The Rogan-Patrick Discussion

Rogan and Patrick did not agree with my conclusions, but they could not really contradict them because the evidence is the evidence. I cited the most recent systematic reviews of the clinical evidence, with any subsequent relevant studies.

Rogan simply stated I did not do sufficient research, which usually means, “he didn’t cherry pick the studies I wanted him to.” It might mean, “he didn’t base clinical claims on basic science research like I do.” He also offered anecdotal evidence.

Dr. Patrick focused on the basic science research, which is fine by itself. However, she made the classic mistake of failing to appreciate the limits of extrapolating from basic science research and the need for clinical research to address specific clinical claims.

In addition to anecdotes and basic science, she also offered rationalizations for why the clinical research has poor methodological rigor. She specifically said, how can you blind subjects to exposure to extreme cold?

Well, I referenced a study above that did just that. You can expose subjects to sham cryotherapy with cold temperatures, but not as cold as is typically used in WBC. At the very least that study suggests that we may not need to use extreme low temperatures, -5C is enough (of course, this also needs further study).

You can, in essence, look for a dose-response effect. You can expose subjects to varying temperatures for varying amounts of time and for varying numbers of treatments.

Dr. Patrick also offered as an explanation the claim that some scientists are just “closed minded” – yes, she played the tired, old “closed minded” card. Some scientists are just stuck in a loop of debunking, she feels. I guess you need to have an open mind (read “credulous”) to break out of that “dangerous” cycle.
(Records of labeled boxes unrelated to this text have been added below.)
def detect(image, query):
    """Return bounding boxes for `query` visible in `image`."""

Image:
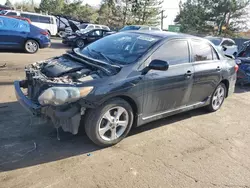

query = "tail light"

[40,31,49,35]
[234,65,239,72]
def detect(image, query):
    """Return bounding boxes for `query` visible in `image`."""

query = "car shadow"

[0,102,205,172]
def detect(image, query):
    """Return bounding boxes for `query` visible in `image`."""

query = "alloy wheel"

[98,106,129,141]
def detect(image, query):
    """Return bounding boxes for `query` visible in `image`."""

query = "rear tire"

[84,98,134,147]
[207,83,227,112]
[24,39,39,54]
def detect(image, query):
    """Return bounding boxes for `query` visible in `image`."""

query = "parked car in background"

[1,10,57,36]
[62,29,109,48]
[65,21,110,35]
[205,36,238,56]
[0,16,50,53]
[106,25,161,35]
[236,41,250,85]
[14,31,238,146]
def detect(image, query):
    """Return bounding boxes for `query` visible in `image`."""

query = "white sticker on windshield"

[137,35,156,42]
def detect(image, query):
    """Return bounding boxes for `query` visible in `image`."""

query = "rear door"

[143,39,194,119]
[189,39,222,105]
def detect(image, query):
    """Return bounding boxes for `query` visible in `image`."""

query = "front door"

[143,39,194,119]
[189,40,222,104]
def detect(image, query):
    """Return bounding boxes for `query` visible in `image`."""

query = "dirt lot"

[0,40,250,188]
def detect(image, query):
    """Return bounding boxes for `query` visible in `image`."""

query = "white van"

[65,23,110,35]
[1,10,57,35]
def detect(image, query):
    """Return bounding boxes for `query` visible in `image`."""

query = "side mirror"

[222,45,227,51]
[148,59,169,71]
[225,54,235,59]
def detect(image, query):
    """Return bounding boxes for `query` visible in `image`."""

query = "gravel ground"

[0,40,250,188]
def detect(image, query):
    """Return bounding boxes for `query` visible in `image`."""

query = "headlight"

[68,36,76,39]
[38,87,93,106]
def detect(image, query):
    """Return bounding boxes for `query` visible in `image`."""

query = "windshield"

[207,38,222,46]
[81,33,161,65]
[120,25,141,31]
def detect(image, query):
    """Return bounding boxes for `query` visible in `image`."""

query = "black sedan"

[62,29,109,48]
[14,31,238,146]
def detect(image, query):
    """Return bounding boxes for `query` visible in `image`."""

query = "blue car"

[0,16,50,53]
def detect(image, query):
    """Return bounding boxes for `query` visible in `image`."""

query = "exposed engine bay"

[26,55,106,84]
[22,54,113,134]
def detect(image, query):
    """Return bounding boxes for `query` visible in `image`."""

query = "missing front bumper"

[14,81,85,135]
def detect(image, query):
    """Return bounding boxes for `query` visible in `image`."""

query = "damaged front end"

[14,54,110,134]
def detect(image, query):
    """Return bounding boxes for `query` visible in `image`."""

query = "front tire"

[84,98,134,147]
[207,83,227,112]
[24,39,39,54]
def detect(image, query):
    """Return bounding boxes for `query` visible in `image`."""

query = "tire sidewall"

[85,99,134,146]
[24,39,39,54]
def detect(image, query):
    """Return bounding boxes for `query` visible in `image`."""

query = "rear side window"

[192,40,213,61]
[153,40,189,65]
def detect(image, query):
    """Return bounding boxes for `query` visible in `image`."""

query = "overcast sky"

[0,0,182,28]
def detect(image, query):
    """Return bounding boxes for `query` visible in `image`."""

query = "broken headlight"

[38,87,93,106]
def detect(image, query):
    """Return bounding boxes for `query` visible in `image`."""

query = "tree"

[39,0,65,14]
[5,0,13,7]
[131,0,163,25]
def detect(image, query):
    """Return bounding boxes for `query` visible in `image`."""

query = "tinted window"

[153,40,189,65]
[81,32,160,65]
[79,24,88,29]
[89,30,102,37]
[88,25,94,29]
[6,12,17,16]
[29,14,39,22]
[39,16,50,23]
[102,26,109,30]
[192,40,213,61]
[20,13,30,19]
[222,40,234,46]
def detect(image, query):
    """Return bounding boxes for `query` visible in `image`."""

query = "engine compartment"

[25,55,107,84]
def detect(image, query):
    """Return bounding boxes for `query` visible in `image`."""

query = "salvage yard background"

[0,40,250,188]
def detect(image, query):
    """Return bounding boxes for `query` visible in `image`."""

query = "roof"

[126,30,196,39]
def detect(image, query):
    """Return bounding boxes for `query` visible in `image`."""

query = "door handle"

[185,70,193,77]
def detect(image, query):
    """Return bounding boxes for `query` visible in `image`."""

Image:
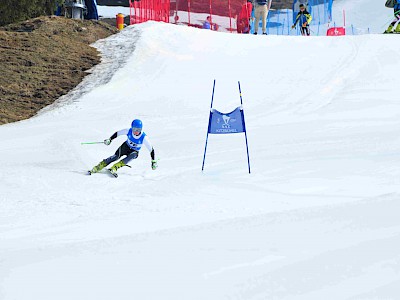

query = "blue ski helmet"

[131,119,143,133]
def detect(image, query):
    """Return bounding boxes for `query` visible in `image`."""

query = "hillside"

[0,19,400,300]
[0,16,117,124]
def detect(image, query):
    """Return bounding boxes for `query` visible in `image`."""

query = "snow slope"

[0,15,400,300]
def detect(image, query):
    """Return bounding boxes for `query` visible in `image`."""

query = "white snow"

[0,1,400,300]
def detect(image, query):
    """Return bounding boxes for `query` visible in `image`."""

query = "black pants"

[301,25,310,35]
[104,142,139,166]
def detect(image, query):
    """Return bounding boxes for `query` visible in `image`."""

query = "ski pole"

[81,142,104,145]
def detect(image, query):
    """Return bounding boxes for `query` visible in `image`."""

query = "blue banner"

[208,106,246,134]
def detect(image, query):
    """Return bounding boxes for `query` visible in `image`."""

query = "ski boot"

[108,160,126,177]
[88,160,107,175]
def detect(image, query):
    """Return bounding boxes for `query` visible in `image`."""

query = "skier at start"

[89,119,157,177]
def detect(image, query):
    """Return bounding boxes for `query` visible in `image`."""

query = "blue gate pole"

[238,81,251,174]
[201,79,215,171]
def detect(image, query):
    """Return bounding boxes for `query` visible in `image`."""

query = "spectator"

[203,16,212,29]
[254,0,269,34]
[384,0,400,33]
[236,0,253,33]
[292,3,312,35]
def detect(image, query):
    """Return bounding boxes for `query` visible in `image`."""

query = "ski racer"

[292,3,312,35]
[88,119,157,177]
[384,0,400,33]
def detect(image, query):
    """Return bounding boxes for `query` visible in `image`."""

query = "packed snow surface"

[0,11,400,300]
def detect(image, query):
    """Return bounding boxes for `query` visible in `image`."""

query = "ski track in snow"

[0,4,400,300]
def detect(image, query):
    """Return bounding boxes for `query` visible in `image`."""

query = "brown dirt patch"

[0,16,117,124]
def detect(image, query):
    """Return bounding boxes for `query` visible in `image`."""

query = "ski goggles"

[132,127,142,135]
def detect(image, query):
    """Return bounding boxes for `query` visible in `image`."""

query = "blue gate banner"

[208,106,246,134]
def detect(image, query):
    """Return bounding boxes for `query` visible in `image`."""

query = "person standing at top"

[292,3,312,35]
[384,0,400,33]
[254,0,269,34]
[88,119,157,177]
[236,0,253,33]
This response – appeal to anecdotes, extrapolation from basic science, special pleading for lack of rigor, and appeal to “open mindedness” – is so predictable it is sad. You could insert any treatment in which the clinical evidence is insufficient to support the claims made and you will find the exact same set of rationalizations.

We know from extensive experience and a large and growing body of research looking at published scientific data itself that claims based on anecdotes, basic science, and preliminary or weak clinical evidence alone have a very poor track record of panning out when rigorous definitive clinical trials are ultimately done (most such claims will prove to be wrong).

Keep in mind, I am not saying that WBC cannot work (it’s not homeopathy), or even that it does not work. I am not “poo pooing” or “dismissing” WBC as Rogan seems to think. What I am doing is consistently applying a very carefully thought out and well-researched standard of clinical evidence to all clinical claims (a standard that I coined the term “science-based medicine” to represent).

Rogan and Patrick were unable to counter my assessment of the clinical evidence. They were unable to present clinical evidence I neglected. Instead they essentially argued for a lowering of the standard (sound familiar?), including the four strategies I listed above.

If they are going to legitimately disagree with where I set the threshold for reasonable clinical evidence, then they have to make that case, which they failed to do (and barely even addressed). I’m not saying they have to read the over 3,000 articles we have collectively published here and at SBM, that would not be fair. But they should have at least a minimal familiarity with our position.

They could start by reading:

Evidence Thresholds

Registering Studies Reduces Positive Outcomes

About SBM

I am always willing to have a conversation about the nature of clinical evidence, how to properly evaluate it, and how we know if a treatment is truly effective. Understanding patterns in the clinical research is complex, and I don’t expect non-experts to understand all the nuances. I do expect, however, that if they wish to express a public opinion on the matter they will fairly engage with the issue and not resort to long-countered fallacious arguments.